The Nazi regime reacted with mass arrests and charges against almost 800 pastors and ecclesiastical lawyers.[11] In 1933, Niemöller founded the Pfarrernotbund, an organization of pastors to "combat rising discrimination against Christians of Jewish background."[10] By the autumn of 1934, Niemöller joined other Lutheran and Protestant churchmen such as Karl Barth and Dietrich Bonhoeffer in founding the Confessing Church, a Protestant group that opposed the Nazification of the German Protestant churches.[10] The author and Nobel Prize laureate Thomas Mann published Niemöller's sermons in the United States and praised his bravery.[3]
However, Niemöller only gradually abandoned his sympathies with National Socialism and even made pejorative remarks about Jews of faith while protecting - in his own church - baptised Christians, persecuted as Jews by the Nazis, due to their or their forefathers' Jewish descent. In one sermon in 1935, he remarked: "What is the reason for [their] obvious punishment, which has lasted for thousands of years?

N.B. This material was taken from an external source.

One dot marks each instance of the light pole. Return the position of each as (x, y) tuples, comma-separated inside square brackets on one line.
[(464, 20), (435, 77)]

Dear brethren, the reason is easily given: the Jews brought the Christ of God to the cross!"[12]
This has led to controversy about his attitude toward the Jews and to accusations of anti-Judaism. Holocaust scholar Robert Michael notes that Niemöller's statements were a result of traditional antisemitism and that Niemöller agreed with the Nazis' position on the "Jewish question" at that time.[4][13] Werner Cohn, an American sociologist, who lived as a Jew in Nazi Germany, also reports on antisemitic statements by Niemöller.[14]
Thus, Niemöller's ambivalent and often contradictory behaviour during the Nazi period makes him one of the most controversial enemies of the Nazis. Even his motives are disputed. The historian Raimund Lammersdorf considers Niemöller "an opportunist who had no quarrel with Hitler politically and only began to oppose the Nazis when Hitler threatened to attack the churches."[15] Others have disputed this view and emphasize the risks that Niemöller took while opposing the Nazis.[3] However, Niemöller's behaviour contrasts sharply with the much more broad-minded attitudes of other Confessing Church activists such as Hermann Maas. The pastor and liberal politician Maas â unlike Niemöller â belonged to those who unequivocally opposed every form of antisemitism and was later accorded the title Righteous Among the Nations by Yad Vashem.[16]